Pergunta

My scenario is as follows.

I am designing a system designed to receive data from various types of sensors, and convert and then persist it to be used by various front-end and analytics services later.

I'm trying to design every service to be as independent as possible, but I'm having some trouble. The team has decided on a DTO we would like to use. The outward-facing services (sensor data recipients) will receive the data in their own unique way, then convert it to a JSON object (the DTO) and send it off to the Message Broker. Consumers of the messages will then know exactly how to read the sensor data messages.
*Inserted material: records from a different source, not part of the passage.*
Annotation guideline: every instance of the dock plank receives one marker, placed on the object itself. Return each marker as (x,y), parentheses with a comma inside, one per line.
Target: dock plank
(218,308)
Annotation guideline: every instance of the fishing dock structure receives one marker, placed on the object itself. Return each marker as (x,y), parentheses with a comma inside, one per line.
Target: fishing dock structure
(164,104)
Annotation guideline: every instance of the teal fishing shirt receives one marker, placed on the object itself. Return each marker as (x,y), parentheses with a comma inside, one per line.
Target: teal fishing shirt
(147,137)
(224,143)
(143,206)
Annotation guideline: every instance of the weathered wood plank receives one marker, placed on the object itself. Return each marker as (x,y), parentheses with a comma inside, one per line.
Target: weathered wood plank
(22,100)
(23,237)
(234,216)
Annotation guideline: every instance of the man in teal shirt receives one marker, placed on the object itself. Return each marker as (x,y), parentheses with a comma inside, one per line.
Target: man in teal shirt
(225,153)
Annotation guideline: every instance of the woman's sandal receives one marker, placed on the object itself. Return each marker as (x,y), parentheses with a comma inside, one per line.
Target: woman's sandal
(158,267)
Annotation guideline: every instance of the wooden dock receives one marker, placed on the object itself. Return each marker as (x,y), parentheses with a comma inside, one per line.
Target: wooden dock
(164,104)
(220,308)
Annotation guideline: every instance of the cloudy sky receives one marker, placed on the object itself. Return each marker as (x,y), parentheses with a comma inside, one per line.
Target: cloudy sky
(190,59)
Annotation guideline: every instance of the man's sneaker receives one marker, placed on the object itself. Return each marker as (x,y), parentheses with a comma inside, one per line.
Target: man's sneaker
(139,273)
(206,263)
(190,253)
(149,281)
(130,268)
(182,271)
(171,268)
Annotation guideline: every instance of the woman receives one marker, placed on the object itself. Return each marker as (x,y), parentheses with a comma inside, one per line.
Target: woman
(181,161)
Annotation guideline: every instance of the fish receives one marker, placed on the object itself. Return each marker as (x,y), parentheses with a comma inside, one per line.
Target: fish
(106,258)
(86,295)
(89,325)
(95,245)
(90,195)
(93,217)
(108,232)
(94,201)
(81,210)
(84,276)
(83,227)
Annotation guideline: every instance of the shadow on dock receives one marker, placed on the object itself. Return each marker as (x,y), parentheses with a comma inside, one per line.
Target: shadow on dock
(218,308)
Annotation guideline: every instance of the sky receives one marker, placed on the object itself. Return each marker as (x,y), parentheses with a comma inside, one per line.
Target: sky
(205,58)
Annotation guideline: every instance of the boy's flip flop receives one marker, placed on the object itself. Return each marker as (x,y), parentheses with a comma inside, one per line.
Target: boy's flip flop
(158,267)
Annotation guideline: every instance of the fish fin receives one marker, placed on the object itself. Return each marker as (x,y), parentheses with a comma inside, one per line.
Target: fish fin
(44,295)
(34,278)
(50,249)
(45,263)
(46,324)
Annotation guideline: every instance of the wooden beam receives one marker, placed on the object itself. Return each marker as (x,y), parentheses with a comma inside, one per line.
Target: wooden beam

The problem is that I'm using the same DTO in a few different services. An update has to be implemented in multiple locations. Obviously, we've designed it in such a way that a few extra or missing fields in the DTO here and there are not much of an issue until the services have been updated, but it's still bugging me and makes me feel like I'm making a mistake. It could easily turn into a headache.

Am I going about architecting the system wrong? If not, what are some ways around this, or at least to ease my worries?

Foi útil?

Solução

My advice? Do not share these DTOs among the applications in any kind of library. Or at least don't do this right now.

I know, seems very counter-intuitive. You are duplicating code, right? But this is not a business rule, so you can be more flexible.

The service that sends the DTO needs to be rigid in his message contract, like an Rest API. The service can't change the DTO in a way that could break the other services that are already consuming the information from the DTO.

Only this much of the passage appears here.